The following are some very opportune moments to review your auto insurance policy:

1 - WHEN YOUR RATES SEEM TOO HIGH - If your rates are higher than those around you and it can't be explained by a poor driving record or other factors, you are probably overpaying.  Check with and INDEPENDENT AGENT to review your policy and look at alternatives.

2 - REACHING AGE 55 - Many auto insurance companies begin to offer discounts to drivers age 55 and older, but you have to be proactive!

3 - JUST MARRIED - Although insurance is likely the last thing on your mind during this time, most insurance companies offer discounts when you insure more than one car on the same policy, so its a perfect time to compare quotes and find the best deal.

4 - PURCHASING A NEW CAR - Insurance rates can vary substantially between different vehicles, so it is important to find this out early on to avoid an unpleasant surprise later!  It could end up being one of the factors in your car buying decision. 

5 - MOVING - Insurance rates can vary even from one suburb to the next, and vary substantially between rural and urban communities.  If you are moving to a rural area, be sure to check it out because you will likely be eligible for a significant rate decrease!

What is property and casualty insurance?  Honestly, before I was involved in the industry, I had very little knowledge of the many types of insurance included under the property/casualty category.  Technically, property insurance protects a person or business with an interest in physical property against its loss or the loss of its income-producing abilities.  Casualty insurance mainly protects a person or business against legal liability for losses caused by injury to other people or damage to the property of others. 

Many commercial lines of insurance include coverage for automobile, liability for business owners, equipment breakdown, farm, market segments, medical professional liability, property, and workers compensation.

Personal lines include coverage for automobile, property, homeowners, personal liability, and watercraft. 

Anything that could run a risk of a lawsuit against yourself or your business should be considered in seeking out property and casualty insurance.  Also, anything you own that is essential in your ability to produce income should definitely be insured as well.
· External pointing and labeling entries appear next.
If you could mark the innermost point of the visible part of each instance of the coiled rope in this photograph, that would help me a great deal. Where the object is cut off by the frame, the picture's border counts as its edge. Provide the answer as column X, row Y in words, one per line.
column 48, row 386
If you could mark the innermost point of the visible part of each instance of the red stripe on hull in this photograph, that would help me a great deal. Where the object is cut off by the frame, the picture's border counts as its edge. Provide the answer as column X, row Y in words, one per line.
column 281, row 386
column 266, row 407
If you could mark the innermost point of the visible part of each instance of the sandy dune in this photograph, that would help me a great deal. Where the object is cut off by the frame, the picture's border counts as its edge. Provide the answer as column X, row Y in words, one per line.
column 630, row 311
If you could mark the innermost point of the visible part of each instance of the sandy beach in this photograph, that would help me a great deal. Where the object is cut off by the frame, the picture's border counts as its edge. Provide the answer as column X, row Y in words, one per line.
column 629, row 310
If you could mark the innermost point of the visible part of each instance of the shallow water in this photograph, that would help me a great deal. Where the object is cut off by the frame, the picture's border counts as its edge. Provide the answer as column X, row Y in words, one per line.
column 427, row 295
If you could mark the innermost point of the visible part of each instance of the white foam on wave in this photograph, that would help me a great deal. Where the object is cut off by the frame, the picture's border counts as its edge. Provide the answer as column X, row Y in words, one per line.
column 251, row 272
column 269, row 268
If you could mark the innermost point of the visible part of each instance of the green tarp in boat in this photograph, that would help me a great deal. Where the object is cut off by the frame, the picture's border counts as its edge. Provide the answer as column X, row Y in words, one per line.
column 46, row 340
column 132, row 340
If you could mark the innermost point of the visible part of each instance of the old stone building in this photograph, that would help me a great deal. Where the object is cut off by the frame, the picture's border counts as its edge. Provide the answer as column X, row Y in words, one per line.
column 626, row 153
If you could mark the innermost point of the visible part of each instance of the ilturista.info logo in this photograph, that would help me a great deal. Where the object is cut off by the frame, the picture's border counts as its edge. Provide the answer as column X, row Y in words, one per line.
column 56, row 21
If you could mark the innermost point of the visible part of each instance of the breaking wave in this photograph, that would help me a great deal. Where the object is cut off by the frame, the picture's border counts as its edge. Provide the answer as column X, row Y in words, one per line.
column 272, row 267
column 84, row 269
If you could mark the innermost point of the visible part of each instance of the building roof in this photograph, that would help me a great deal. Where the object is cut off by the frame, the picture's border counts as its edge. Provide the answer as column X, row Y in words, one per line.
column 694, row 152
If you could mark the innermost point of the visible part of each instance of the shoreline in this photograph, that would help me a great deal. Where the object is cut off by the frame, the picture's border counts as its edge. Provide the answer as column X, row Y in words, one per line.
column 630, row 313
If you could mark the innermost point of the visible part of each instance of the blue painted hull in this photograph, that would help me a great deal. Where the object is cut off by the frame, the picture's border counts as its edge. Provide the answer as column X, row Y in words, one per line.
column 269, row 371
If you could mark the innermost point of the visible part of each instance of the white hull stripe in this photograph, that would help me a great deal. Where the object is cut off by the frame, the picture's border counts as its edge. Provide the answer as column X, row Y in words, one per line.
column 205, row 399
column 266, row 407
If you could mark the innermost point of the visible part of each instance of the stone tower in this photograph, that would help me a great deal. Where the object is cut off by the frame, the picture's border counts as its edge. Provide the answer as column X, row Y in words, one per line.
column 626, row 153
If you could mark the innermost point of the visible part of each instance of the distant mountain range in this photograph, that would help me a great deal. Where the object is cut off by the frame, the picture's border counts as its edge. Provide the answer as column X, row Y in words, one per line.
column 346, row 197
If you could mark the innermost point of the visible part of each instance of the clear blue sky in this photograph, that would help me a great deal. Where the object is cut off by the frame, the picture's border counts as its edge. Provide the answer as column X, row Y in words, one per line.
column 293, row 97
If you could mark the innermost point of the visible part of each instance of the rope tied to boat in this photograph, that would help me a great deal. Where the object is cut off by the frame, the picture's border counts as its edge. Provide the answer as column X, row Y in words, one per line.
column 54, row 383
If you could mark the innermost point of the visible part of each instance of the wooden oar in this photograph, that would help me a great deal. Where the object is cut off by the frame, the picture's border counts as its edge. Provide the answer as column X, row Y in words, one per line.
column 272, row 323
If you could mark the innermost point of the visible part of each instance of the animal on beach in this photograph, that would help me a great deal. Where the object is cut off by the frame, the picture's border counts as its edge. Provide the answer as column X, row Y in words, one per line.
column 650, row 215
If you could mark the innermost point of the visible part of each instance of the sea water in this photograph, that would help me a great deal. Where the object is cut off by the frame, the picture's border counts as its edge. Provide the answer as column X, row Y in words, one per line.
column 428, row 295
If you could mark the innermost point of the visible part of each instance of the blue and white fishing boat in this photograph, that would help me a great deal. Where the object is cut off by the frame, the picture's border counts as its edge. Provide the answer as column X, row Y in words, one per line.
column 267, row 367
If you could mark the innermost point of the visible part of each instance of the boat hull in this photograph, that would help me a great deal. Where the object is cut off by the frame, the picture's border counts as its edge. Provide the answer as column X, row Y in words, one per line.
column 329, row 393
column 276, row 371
The first and foremost thing to look for in a homeowner’s policy is to make sure that your policy is a guaranteed replacement cost policy.  This is because the guaranteed replacement cost ensures that the entire replacement cost due to fire or other disaster will be covered, regardless of the dollar amount needed for replacement.  A cash value policy places a limitation on the amount of coverage and with inflation and rising costs this could leave you severely underinsured.  Also, make sure that your home is covered in its entirety.  Be aware that homeowner’s policies do not cover earthquake or flood, so be sure to purchase a separate policy if you live in a high risk area. 

A homeowner's policy also protects your assets within the home.  Be sure to include adequate protection and take inventory of high dollar items such as jewelry, collectibles, furniture, and expensive clothing.

A good homeowner's policy should also include liability coverage of at least $100,000.  This simply covers you in the event that a neighbor hurts themselves in your home or yard or if your dog destroyed the neighbor's yard…  This can also be very important if you own a trampoline or swimming pool.  If your risk is a little higher, consider increasing your liability coverage. 

The first pitfall in auto insurance is the most obvious… HIGH RATES! 

Rates are calculated by many factors including age, marital status, occupation, kind of car, credit score, driving record, etc.  The basic rates you see are usually more expensive than the rates you could get by sharing more of your information with a qualified agent.  Please, consult with your agent or contact your carrier for info.  Remember informed consumers never overspend!

Another pitfall is insufficient coverage.  Every State has a minimum requirement coverage that should be sufficient but isn’t always the case.  Especially if you own substantial assets or property, consult with your accountant to determine what level of coverage will be sufficient for you. 

Also, if your auto insurance does not fully cover damages in an accident in which you are at fault, you will be responsible for property damage repairs or medical expenses of injured parties.

The most important thing is to review your policy terms periodically.  This will allow you to review your life circumstances as they change throughout the year.  Many times you will find that your old policy will no longer be appropriate for your current needs and situation.